Tuesday, July 21, 2009

Do Not Be Food For The Animals

I have a confession. When Ken Land and I went to Yellowstone in 1973; we, like many other visitors to the park, read and heard the warnings about not feeding the animals, etc. But, as you drive around and see the various animals and how tame they appear to be, it is very tempting to venture out to get a "good photo". I remember that we went into a meadow with several buffalo in order to get close enough for a good picture. We let a bear stand at our truck window eating the crackers we slid down the glass through the opening at the top of the window. We ventured into brush to photograph a mama and baby moose. We did not treat these creatures as wild animals. We acted more like they were in a zoo and there was a virtual fence between them and us.

Well, upon returning from another visit to Yellowstone, I have a new perspective and appreciation for the beasts.
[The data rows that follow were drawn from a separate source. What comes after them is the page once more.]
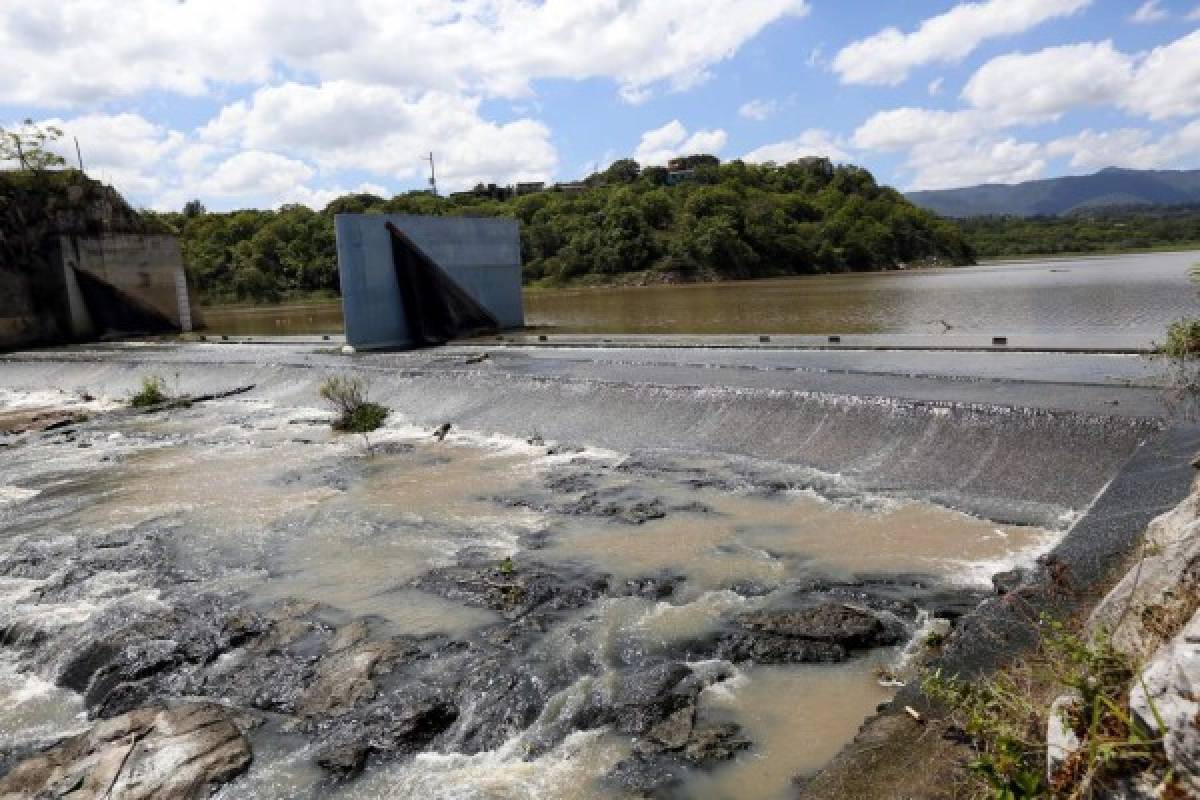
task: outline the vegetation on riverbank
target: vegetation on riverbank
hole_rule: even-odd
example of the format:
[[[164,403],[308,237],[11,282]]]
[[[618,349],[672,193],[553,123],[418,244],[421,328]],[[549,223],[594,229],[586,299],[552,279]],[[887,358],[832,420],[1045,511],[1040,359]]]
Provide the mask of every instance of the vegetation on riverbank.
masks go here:
[[[1061,217],[971,217],[955,223],[979,258],[1200,248],[1200,207],[1108,209]]]
[[[1165,771],[1160,736],[1129,708],[1139,674],[1133,660],[1103,632],[1087,637],[1050,620],[1042,627],[1036,652],[986,679],[934,673],[923,684],[931,699],[952,709],[953,724],[972,742],[976,757],[967,769],[979,783],[968,794],[992,800],[1109,796],[1130,774]],[[1055,705],[1064,692],[1072,700]],[[1048,741],[1056,724],[1078,742],[1072,751],[1058,752]]]
[[[578,191],[497,199],[412,193],[338,198],[322,211],[209,213],[198,203],[156,215],[182,240],[190,273],[208,302],[275,302],[288,293],[335,290],[334,215],[428,213],[521,221],[527,283],[752,278],[970,264],[954,223],[878,186],[865,169],[827,160],[774,164],[701,163],[667,185],[667,170],[624,160]]]

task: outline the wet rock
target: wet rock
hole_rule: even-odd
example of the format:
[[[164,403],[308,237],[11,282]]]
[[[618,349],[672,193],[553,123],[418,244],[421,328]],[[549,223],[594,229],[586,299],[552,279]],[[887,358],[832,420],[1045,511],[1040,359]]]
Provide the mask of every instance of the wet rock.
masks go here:
[[[420,752],[458,717],[452,703],[428,692],[397,691],[352,714],[313,726],[324,744],[316,760],[341,777],[370,756],[396,758]]]
[[[298,699],[296,711],[305,716],[346,714],[374,697],[374,675],[419,652],[402,639],[370,640],[366,622],[356,620],[337,631],[317,664],[316,679]]]
[[[416,446],[408,441],[380,441],[371,445],[376,456],[404,456],[414,450]]]
[[[559,513],[602,517],[628,525],[641,525],[652,519],[661,519],[667,515],[666,504],[661,499],[643,497],[635,489],[626,487],[586,492],[578,500],[564,504],[557,510]]]
[[[895,644],[904,634],[869,610],[835,602],[751,612],[734,624],[718,638],[716,656],[756,663],[836,663],[852,650]]]
[[[646,738],[637,742],[637,751],[682,750],[691,738],[695,724],[696,706],[685,705],[647,730]]]
[[[582,608],[607,590],[608,581],[581,570],[517,563],[511,570],[482,565],[439,567],[416,578],[413,585],[514,619],[534,609]]]
[[[852,581],[808,581],[797,585],[792,594],[803,603],[830,600],[913,621],[919,610],[955,620],[974,610],[989,593],[947,587],[937,578],[924,575],[868,575]]]
[[[367,752],[364,744],[325,747],[317,753],[317,766],[340,778],[352,778],[366,766]]]
[[[752,744],[740,734],[742,728],[733,722],[700,726],[684,746],[683,757],[695,765],[728,760]]]
[[[1027,576],[1028,571],[1020,567],[997,572],[991,576],[991,587],[996,590],[997,595],[1007,595],[1010,591],[1015,591]]]
[[[900,638],[900,633],[877,615],[842,603],[750,612],[739,615],[738,624],[755,632],[830,642],[852,649],[895,644]]]
[[[1181,788],[1200,794],[1200,613],[1154,652],[1133,685],[1129,710],[1162,736]]]
[[[728,661],[763,664],[838,663],[847,657],[846,648],[828,642],[811,642],[788,636],[728,633],[716,644],[716,656]]]
[[[589,473],[556,474],[546,477],[542,486],[560,494],[578,494],[594,491],[596,488],[595,479],[596,476]]]
[[[649,600],[665,600],[676,593],[686,576],[673,572],[660,572],[641,578],[630,578],[612,587],[610,594],[613,597],[647,597]]]
[[[0,796],[199,800],[250,762],[250,742],[221,706],[148,708],[25,759],[0,778]]]

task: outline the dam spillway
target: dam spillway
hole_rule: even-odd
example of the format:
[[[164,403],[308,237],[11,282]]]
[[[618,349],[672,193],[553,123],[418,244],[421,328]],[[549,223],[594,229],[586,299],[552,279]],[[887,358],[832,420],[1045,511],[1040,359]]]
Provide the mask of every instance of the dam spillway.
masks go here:
[[[35,698],[0,774],[80,711],[200,696],[258,718],[223,796],[772,796],[887,698],[872,672],[929,618],[1051,547],[1159,435],[1157,369],[485,343],[0,356],[5,413],[89,416],[0,447],[0,682]],[[318,407],[342,373],[394,409],[370,455]],[[132,415],[148,374],[252,389]],[[848,599],[877,616],[870,646],[762,634]],[[353,692],[324,698],[335,678]],[[359,754],[360,777],[329,782]]]

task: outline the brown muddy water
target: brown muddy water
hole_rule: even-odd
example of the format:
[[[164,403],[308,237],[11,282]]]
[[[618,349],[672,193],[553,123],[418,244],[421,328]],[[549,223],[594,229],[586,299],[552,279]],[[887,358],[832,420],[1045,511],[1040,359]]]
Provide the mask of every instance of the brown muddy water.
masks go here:
[[[526,324],[560,333],[1055,336],[1145,347],[1196,313],[1200,252],[612,289],[527,289]],[[227,335],[337,333],[340,302],[212,307]]]
[[[34,402],[47,398],[2,395],[0,410]],[[43,437],[7,452],[0,458],[0,561],[19,541],[167,524],[173,558],[197,576],[198,591],[241,591],[258,603],[316,601],[392,632],[462,638],[499,616],[413,582],[467,552],[616,581],[679,576],[667,597],[601,597],[538,645],[616,663],[620,654],[653,654],[703,636],[809,577],[920,573],[948,585],[986,585],[992,572],[1031,560],[1057,536],[896,498],[829,500],[800,488],[803,470],[778,464],[709,457],[667,468],[599,450],[551,455],[542,444],[469,431],[452,431],[439,444],[402,416],[371,437],[368,452],[361,437],[331,434],[326,419],[318,409],[223,401],[162,416],[101,415],[71,440]],[[632,492],[665,512],[634,522],[564,511],[588,492]],[[29,604],[34,589],[26,578],[0,577],[0,630],[23,614],[42,622],[52,615],[52,627],[64,630],[114,602],[156,596],[136,573],[113,573],[54,606]],[[697,714],[738,723],[752,746],[690,771],[679,796],[790,796],[793,776],[820,768],[889,697],[877,672],[905,657],[902,646],[890,646],[840,664],[732,667],[732,678],[701,692]],[[581,676],[528,732],[496,750],[420,753],[332,787],[322,783],[302,742],[256,740],[253,766],[218,796],[620,798],[604,777],[629,757],[628,736],[578,730],[528,754],[539,730],[610,678]],[[86,724],[78,694],[0,650],[0,751]]]

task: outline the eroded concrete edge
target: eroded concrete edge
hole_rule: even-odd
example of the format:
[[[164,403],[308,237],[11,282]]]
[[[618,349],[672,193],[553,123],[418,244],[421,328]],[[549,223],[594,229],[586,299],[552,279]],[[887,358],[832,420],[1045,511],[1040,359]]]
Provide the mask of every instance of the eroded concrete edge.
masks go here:
[[[1036,644],[1043,614],[1062,616],[1098,602],[1121,577],[1150,522],[1188,495],[1196,479],[1192,462],[1198,452],[1196,422],[1177,422],[1144,441],[1034,573],[1016,590],[988,600],[959,621],[946,652],[931,667],[965,678],[990,672]],[[929,794],[929,784],[924,789],[899,786],[910,778],[920,786],[932,777],[929,770],[944,768],[946,759],[955,757],[955,746],[924,729],[906,706],[926,720],[941,715],[919,686],[910,684],[863,723],[854,740],[824,769],[798,776],[798,796],[865,800],[881,796],[882,787],[890,787],[888,796],[896,799],[954,796],[950,786],[940,787],[944,795]]]

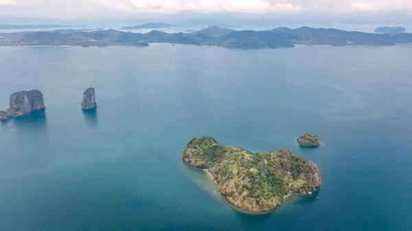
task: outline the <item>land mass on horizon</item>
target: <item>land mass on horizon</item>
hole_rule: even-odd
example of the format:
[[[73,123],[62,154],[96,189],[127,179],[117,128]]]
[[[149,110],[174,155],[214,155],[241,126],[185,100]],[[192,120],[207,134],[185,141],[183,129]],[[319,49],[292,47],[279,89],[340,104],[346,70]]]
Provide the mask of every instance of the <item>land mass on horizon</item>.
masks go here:
[[[150,43],[168,43],[258,49],[305,45],[393,45],[412,43],[412,34],[347,32],[336,29],[278,28],[270,30],[233,30],[209,27],[191,33],[165,33],[157,30],[141,34],[115,30],[90,32],[66,30],[0,34],[1,46],[147,46]]]
[[[139,30],[139,29],[159,29],[159,28],[175,28],[177,25],[165,23],[145,23],[141,25],[137,25],[133,26],[125,26],[120,29],[122,30]]]
[[[193,138],[182,160],[204,169],[229,202],[251,212],[272,210],[292,193],[311,194],[321,182],[319,166],[290,151],[255,154],[213,138]]]

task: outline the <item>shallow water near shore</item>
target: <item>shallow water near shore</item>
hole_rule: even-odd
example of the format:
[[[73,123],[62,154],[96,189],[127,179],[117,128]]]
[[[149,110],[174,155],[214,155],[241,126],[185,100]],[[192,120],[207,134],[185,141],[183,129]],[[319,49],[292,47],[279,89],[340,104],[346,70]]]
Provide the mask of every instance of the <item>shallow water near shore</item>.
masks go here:
[[[0,230],[411,230],[411,58],[410,45],[0,47],[0,109],[32,89],[46,106],[0,122]],[[302,148],[304,133],[328,144]],[[201,135],[290,149],[323,184],[239,212],[179,160]]]

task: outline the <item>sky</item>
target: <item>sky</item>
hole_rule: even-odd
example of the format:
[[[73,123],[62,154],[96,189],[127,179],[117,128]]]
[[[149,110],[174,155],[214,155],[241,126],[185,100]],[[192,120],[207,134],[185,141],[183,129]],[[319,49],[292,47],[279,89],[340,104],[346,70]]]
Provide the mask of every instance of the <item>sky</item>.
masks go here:
[[[179,14],[412,15],[412,0],[0,0],[0,15],[126,18]]]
Sandee and I just went through the Tetons and Yellowstone with Wayne, Tandi and the kids. We had a great time seeing the sights and looking for animals. While driving along Yellowstone River, we spotted a buffalo swimming across the river. This being what we considered to be a rare sight, I wanted to capture the event with a photo. Wayne parked, I jumped out to run down to the river's edge as the ledge along the bank blocked the view of the monster. I ran through a meadow to the top of the bank, thinking that the vicious carnivore would still be swimming and would be drifting downstream.

I found myself along the edge of the forest with the meadow to my right and the river ahead. Sure enough, the bison was standing in the edge of the river looking right at me. Realizing that it was already too late to turn around and get back across the meadow, I stopped to photograph the blood red eyes sizing up his prey. He began to climb up the bank just to my left. I waited for him to shake off some water before taking the next photo from a distance of around 15-18 feet. He looked at me and for some reason appeared to be in a very foul mood. Being a kind person, I calmly spoke to him, asking, "So, what are you going to do now?"

His answer was quiet but clear. He turned and began walking towards me. Being "one with nature", I moved to the side and positioned myself behind two small trees. The trees were about six inches in diameter and had a gap between them of around eight inches. He stopped again, looked at me as I looked at him (taking another picture from about ten feet away) and we each sized up the other. In hind sight, I now believe that I was more impressed with his stature than he was with mine. I did notice that he stood about six feet tall and that his giant head should not fit between the two trees. Maybe if I had not been partially blocked by trees he would have been more impressed and would have turned and ran away.

At this point I am thinking that he will just stroll out into the meadow. That would leave me with a dilemma, should I wait him out or try to make my way back to the road through the forest? He shook off some more water, looked back at me, snorted and charged at me. That solved one dilemma. His face came within three feet of my face before he stopped. We looked into each other's eyes, I acknowledged that he had made his point, he turned and walked out into the meadow and eventually crossed the road so that I could get back to the van.

It is one of those stories that after the fact, you can laugh about it (that is everyone except Sandee - she has not found it real funny). The photo above is the one taken just prior to him charging at me.
Yes, boys and girls, they are wild animals!


  1. I wish I could be "one with nature" like you.:)
    I want to know what the life lesson in the car was for the grandchildren. Why didn't you get the 3 foot picture? A real photo-journalist gets the picture no matter what else is happening. Amateur!!!!

  2. Life lesson for those back at the car: "Children, watch Grandpa. Here's what not to do." (We heard a number of other on-lookers next to us saying the same thing to their less-experienced travel-partners: "That guy's crazy! That buffalo's going to charge him! Woa! See, that's why I told you not to approach the animals!)

    I agree, though, that it would have been worth it if he had gotten that face-to-face close-up!

  3. As we debated what the title should be for this blog, can you believe that Tandi suggested, "Tree Hugger"? That is too Green for me and suggests that I was not in full control. I thought "Standing Ground" sounded better.

  4. All I can say is "DUH!!!!" Don't you read the warnings about how many tourists are gored each year???? I agree with Wayne, except for the "it would have been worth it" part. Sounds like situational ethics to me!